What is needed is a leadership that is capable of uniting the movement on a national level. Morena presents itself as a left alternative to the PRD, but it has failed to give any real leadership to the movement. Calling for one mass demonstration after another without any clear plan seems to have been a purely electoral strategy. But the movement has already gone far beyond the narrow limits of bourgeois parliamentarism. The timidity of the Morena leadership is self-defeating from every point of view.

Fortunately, the masses are not afraid to fight. And that is a thousand times truer of the youth, which knows that it is fighting for its future, for its right to work and to live a dignified human existence. The Mexican students are fighting in the vanguard. They are fighting fearlessly, risking everything they have, their freedom, their careers and their very lives. That is the tradition of the Mexican students. Many paid for their lives in 1968, and many are paying with their lives right now.

The movement is advancing with gigantic strides. It has shaken the Establishment to the core. But it is still far from having won its objectives, even the most basic objectives such as a clarification of the fate of the missing youngsters and punishment of everyone involved in their abduction. But there are dangers in the situation. If there is no leadership and coordination on a national level, the movement could end up in a series of local uprisings that can be crushed, one by one.
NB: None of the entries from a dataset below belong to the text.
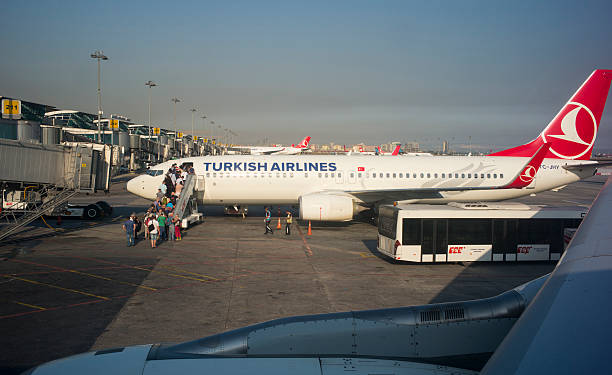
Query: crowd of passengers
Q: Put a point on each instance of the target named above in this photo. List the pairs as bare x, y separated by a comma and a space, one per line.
160, 221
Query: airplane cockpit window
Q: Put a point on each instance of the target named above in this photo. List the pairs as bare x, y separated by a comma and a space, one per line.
154, 172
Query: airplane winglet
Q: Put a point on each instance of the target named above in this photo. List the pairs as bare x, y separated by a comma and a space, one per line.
528, 173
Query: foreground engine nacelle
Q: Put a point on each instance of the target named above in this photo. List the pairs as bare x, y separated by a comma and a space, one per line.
326, 207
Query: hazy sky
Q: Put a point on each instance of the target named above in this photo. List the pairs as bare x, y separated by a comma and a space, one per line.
341, 71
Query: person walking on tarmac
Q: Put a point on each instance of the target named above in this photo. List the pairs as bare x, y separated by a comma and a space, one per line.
268, 219
288, 222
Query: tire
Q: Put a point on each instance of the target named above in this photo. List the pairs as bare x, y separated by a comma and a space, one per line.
108, 210
91, 212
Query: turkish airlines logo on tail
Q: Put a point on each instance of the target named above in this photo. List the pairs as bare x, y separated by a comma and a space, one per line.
575, 133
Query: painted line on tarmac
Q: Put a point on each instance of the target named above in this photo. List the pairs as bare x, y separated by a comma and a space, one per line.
28, 305
82, 273
59, 287
306, 246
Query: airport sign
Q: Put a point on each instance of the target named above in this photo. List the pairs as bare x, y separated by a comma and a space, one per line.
11, 109
113, 124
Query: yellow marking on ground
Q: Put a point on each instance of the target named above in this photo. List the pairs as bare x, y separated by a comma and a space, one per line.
60, 288
28, 305
191, 273
109, 279
171, 274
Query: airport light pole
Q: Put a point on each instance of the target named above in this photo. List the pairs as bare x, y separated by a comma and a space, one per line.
151, 84
99, 55
193, 111
175, 100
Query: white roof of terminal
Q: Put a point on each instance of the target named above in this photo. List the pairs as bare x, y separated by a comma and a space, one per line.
64, 111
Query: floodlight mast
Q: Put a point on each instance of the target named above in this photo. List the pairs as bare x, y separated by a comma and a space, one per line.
99, 55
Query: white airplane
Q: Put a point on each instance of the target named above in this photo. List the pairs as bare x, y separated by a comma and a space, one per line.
336, 187
281, 150
555, 324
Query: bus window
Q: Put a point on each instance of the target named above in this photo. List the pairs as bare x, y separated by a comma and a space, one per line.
411, 231
428, 236
469, 231
441, 236
387, 223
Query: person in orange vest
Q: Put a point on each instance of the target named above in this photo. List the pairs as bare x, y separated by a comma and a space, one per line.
288, 222
268, 219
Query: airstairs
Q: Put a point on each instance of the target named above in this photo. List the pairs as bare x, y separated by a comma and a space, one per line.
187, 206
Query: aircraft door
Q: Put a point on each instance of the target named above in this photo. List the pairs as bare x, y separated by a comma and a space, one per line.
339, 177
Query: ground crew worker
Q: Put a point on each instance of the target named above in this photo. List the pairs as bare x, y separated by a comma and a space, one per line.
289, 220
268, 219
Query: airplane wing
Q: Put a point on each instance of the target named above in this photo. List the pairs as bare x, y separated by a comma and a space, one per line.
571, 167
566, 328
520, 180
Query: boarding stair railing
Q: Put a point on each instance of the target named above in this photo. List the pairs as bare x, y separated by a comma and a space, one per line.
186, 200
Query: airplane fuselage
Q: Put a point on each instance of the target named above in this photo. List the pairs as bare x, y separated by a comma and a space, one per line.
248, 179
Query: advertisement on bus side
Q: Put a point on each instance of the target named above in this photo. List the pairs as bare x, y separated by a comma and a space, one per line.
469, 252
532, 251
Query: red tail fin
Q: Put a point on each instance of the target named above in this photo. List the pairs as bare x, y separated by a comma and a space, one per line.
574, 128
527, 174
396, 151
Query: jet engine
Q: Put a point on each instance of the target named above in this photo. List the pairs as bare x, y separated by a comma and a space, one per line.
326, 207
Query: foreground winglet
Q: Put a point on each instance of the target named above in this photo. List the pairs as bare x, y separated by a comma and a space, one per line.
527, 174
A layer of the youth, in desperation, might take the road of “guerrillaism”, resorting to acts of individual terror. The history of Latin America shows that this can only lead to further bloody defeats.
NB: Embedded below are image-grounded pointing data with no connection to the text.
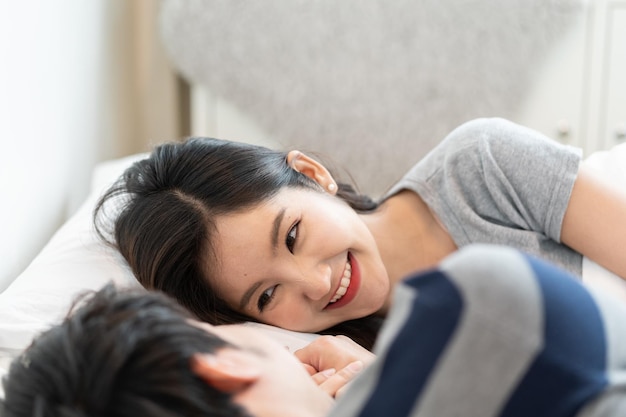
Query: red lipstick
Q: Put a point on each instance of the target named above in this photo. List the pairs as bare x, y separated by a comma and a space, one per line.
353, 288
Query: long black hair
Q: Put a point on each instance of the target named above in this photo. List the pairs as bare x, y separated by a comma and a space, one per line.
164, 209
122, 354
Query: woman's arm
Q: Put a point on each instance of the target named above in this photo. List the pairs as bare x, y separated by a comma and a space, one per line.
595, 220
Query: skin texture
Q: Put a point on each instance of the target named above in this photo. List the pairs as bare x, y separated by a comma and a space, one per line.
300, 279
401, 237
594, 221
257, 371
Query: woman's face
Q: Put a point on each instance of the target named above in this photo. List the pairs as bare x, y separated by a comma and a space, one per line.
304, 261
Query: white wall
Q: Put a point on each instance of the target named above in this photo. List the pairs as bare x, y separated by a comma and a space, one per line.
75, 78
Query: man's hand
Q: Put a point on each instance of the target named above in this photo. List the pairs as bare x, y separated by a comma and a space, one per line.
333, 361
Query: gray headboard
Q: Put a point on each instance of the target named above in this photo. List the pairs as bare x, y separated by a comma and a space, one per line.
372, 84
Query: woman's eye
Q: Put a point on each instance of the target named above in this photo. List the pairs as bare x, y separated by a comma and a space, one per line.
290, 241
265, 298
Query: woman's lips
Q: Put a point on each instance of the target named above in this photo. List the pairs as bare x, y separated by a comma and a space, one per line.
351, 290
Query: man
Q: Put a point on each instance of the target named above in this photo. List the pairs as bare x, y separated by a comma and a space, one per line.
491, 332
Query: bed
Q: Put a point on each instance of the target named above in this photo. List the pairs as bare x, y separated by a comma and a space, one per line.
75, 261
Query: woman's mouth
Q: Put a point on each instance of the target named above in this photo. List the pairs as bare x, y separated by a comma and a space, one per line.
348, 286
344, 284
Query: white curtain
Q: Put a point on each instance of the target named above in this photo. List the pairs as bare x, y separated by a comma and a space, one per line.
81, 82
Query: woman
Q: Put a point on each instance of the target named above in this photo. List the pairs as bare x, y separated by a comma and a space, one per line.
238, 232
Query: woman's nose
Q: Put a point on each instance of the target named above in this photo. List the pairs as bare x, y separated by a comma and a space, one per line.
318, 284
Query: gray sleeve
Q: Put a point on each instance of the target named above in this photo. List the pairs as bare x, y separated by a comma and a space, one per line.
493, 181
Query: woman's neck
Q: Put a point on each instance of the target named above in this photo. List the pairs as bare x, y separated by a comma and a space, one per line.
409, 236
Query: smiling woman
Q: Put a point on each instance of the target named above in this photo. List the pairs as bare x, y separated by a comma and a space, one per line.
239, 232
207, 220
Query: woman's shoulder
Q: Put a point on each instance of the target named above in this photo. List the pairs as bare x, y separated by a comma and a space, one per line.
497, 140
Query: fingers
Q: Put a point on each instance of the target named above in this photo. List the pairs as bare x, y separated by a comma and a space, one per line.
335, 383
336, 352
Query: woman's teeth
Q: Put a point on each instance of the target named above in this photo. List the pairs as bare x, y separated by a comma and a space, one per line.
345, 283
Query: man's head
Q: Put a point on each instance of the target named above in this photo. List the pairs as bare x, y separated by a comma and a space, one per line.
127, 353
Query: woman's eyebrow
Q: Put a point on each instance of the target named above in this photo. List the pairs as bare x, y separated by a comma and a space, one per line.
245, 299
248, 294
277, 221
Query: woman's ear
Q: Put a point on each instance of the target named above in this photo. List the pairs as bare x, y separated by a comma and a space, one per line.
312, 169
228, 370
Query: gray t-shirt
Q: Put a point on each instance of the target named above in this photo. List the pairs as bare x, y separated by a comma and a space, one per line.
493, 181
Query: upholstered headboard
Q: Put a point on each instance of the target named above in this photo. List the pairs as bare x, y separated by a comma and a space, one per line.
373, 84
The movement is still on the ascent, gaining strength and support by the day and has widened its scope into a movement against the whole regime with a clear demand: Down with Peña Nieto and his government! But how is this to be achieved?

ayotzinapa-muralThe only force that can overthrow the Mexican oligarchy is the working class and its natural allies, the poor peasants and urban poor, the women and the revolutionary youth. No force on earth can defeat the Mexican working class, once it is organised and mobilised to change society. In order that the movement should find the necessary strength and cohesion to achieve this, the next step must necessarily be the involvement of the working class as a whole.

As a result the failure of the Morena leaders, the mass movement has been expressed through other channels: the students have organized themselves in a democratic strike committee at the IPN (Asamblea General Politécnica) and established a national coordination committee (Asamblea Inter-Universitaria).

The struggle of the Polytechnic students played a key role in the movement and it has not yet finished (they have been on strike since September 25). To their credit, the first ones to say that the movement should spread beyond the IPN (Polytechnic) and link up with the Ayotzinapa protests were the comrades from the CLEP and the Marxists of La Izquierda Socialista. The role of the Mexican Marxists will be central to the success of the movement. Armed with a revolutionary programme and the ideas of Marxism, it will be invincible.

A 24-hour strike has been called for December 1st. That is a great step forward but it is only the first step. What is needed is an all-out general strike with the aim of overthrowing the government. Action committees should be set up to organise the struggle and linked up on a  local, city, regional and national level. In this way a power can be established that can challenge the old, corrupt, degenerate bourgeois state and prepare the way for a new Mexican revolution that will shake the world.

What is happening in Mexico is yet another reflection of the general wave of discontent and anger against the political system, growing inequality, etc., which we've seen elsewhere with revolutionary implications. With all our heart and soul we are with the workers, peasants, students and the revolutionary youth of Mexico.

  • Full support to the Ayotzinapa movement!
  • Students and workers unite!
  • Down with the Peña Nieto government!
  • For work, bread and homes!
  • Long live the Mexican Revolution!